Craft e Carlos, porém, adotam uma posição crítica em relação ao Naturalismo e ao Realismo, respetivamente, não
aprovando, na criação literária, nem o recurso a uma descrição tão crua da realidade, nem a aplicação de princípios
científicos a situações banais do quotidiano.

Este jantar põe, ainda, em evidência quer a má situação financeira do país, quer a constatação de que tal não causa
desassossego nem preocupação à elite portuguesa.

Efetivamente, Cohen, banqueiro e pertencente à alta burguesia capitalista que governava o Portugal de então,
salienta o eterno endividamento do país, que apenas sobrevive graças à cobrança do imposto e ao empréstimo
estrangeiro. Di-lo sem inquietação e sem demonstrar intenção de mobilização, o que prova a mentalidade
retrógrada e o conformismo das classes dirigentes, pouco ou nada empenhadas em reformas sociais, políticas ou
económicas.

Este tipo de mentalidade pode, igualmente, ser observado através das palavras de Ega e de Dâmaso: o primeiro,
provocador, demonstra o seu extremismo e despropósito, ao passo que o segundo não esconde a sua cobardia.

Intemporalidade do capítulo
Ler "Os Maias", atualmente, é como se estivéssemos a ler o nosso presente, ou até mesmo o dia de amanhã. Na
verdade, Eça de Queiroz era um grande visionário pois adivinhava o futuro, visto o seu romance ser transponível.
Isto acontece porque esta obra é um romance que todos nós lemos, mas não notamos a diferença de séculos por
consistir numa história muito verídica que pode ocorrer na nossa vida também.
Por último, esta grande obra dá-nos a conhecer que, naquela época, já existia o debate de vários temas, como o
adultério, o incesto, a bancarrota, a educação, a influência da educação na vida adulta, a diferença entre ricos e
pobres e o novo riquíssimo, entre outros problemas no nosso dia-a-dia.
Conclusão:

O Hotel Central é o cenário fulcral para o enredo desta obra.
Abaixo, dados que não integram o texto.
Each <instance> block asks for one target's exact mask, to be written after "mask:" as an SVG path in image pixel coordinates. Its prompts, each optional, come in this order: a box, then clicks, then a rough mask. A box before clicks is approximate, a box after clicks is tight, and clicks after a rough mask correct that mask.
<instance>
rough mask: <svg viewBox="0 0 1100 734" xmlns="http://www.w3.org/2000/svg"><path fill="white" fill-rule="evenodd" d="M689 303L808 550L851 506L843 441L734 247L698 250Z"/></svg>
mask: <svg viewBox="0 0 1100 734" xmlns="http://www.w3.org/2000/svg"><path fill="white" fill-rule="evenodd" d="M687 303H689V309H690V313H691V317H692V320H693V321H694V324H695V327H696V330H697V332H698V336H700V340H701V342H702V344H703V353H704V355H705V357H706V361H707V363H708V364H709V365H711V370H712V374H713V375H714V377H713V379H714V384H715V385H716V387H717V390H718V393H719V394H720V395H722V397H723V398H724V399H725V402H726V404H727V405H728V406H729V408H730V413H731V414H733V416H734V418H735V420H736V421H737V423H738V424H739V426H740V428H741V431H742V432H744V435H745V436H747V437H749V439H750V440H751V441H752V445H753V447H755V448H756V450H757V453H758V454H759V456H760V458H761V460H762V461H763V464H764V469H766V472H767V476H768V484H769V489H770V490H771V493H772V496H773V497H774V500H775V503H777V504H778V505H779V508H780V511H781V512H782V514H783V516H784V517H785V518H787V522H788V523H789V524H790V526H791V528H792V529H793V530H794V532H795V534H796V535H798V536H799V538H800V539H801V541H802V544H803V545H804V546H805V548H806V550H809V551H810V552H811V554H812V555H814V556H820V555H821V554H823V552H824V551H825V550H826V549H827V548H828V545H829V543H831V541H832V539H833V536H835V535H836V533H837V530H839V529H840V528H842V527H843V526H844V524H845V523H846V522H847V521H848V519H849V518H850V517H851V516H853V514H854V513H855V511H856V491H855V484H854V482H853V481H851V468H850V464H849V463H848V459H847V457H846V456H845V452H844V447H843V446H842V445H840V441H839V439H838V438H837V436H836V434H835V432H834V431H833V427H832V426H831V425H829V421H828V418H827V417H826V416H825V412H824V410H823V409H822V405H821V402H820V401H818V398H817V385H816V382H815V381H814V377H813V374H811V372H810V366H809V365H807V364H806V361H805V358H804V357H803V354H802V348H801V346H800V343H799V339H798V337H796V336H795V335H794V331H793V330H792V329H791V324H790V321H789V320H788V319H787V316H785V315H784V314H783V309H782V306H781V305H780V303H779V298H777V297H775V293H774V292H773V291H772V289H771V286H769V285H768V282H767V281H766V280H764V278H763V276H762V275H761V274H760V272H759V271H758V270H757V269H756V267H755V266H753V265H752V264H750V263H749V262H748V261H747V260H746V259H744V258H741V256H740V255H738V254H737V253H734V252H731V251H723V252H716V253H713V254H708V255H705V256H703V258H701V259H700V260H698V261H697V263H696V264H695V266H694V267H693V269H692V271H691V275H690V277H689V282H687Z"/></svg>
Este local, reveste-se de especial interesse por ser onde Carlos vê Maria Eduarda pela primeira vez e por ser aí que se
realiza o Jantar, preparado por Ega, em honra de Cohen, marido da amante de Ega. O ambiente do jantar torna-se
pesado devido às críticas feitas à situação política e financeira da altura e pela disputa entre Ega e Alencar, o
primeiro defende os princípios doutrinais literários do Naturalismo e o segundo do Romantismo.

Com este episódio da crónica de costumes, “O Jantar no Hotel Central”, o autor demonstra a incoerência cultural do
povo português e a decadência do país, recorrendo, pela voz de João da Ega (seu alter ego), à bancarrota e à invasão
espanhola como determinantes da agitação revolucionária pois só assim haveria um reconhecimento da situação em
que se encontrava a nação e se faria algo para deter o clima decadente que se vivia em Portugal, que na opinião de
Ega correspondia ao afastamento total da Monarquia e à instalação da República.

A falta de personalidade também é bastante retratada neste episódio:

Alencar muda de opinião quando Cohen o pretende;

Ega muda de opinião quando Cohen quer;

Dâmaso, cuja divida é «Sou forte», aponta o caminho fácil da fuga.

A incoerência: Alencar e Ega chegam a vias de facto e, momentos depois, abraçam-se como se nada tivesse
acontecido;

De tudo: a falta de cultura e de civismo domina as classes mais destacadas, salvo Carlos e Craft

Em última análise, o que todo este episódio do jantar do Hotel Central representa é o esforço frustrado de uma certa
camada social (por ironia amais destacada) para assumir um comportamento digno e requintado.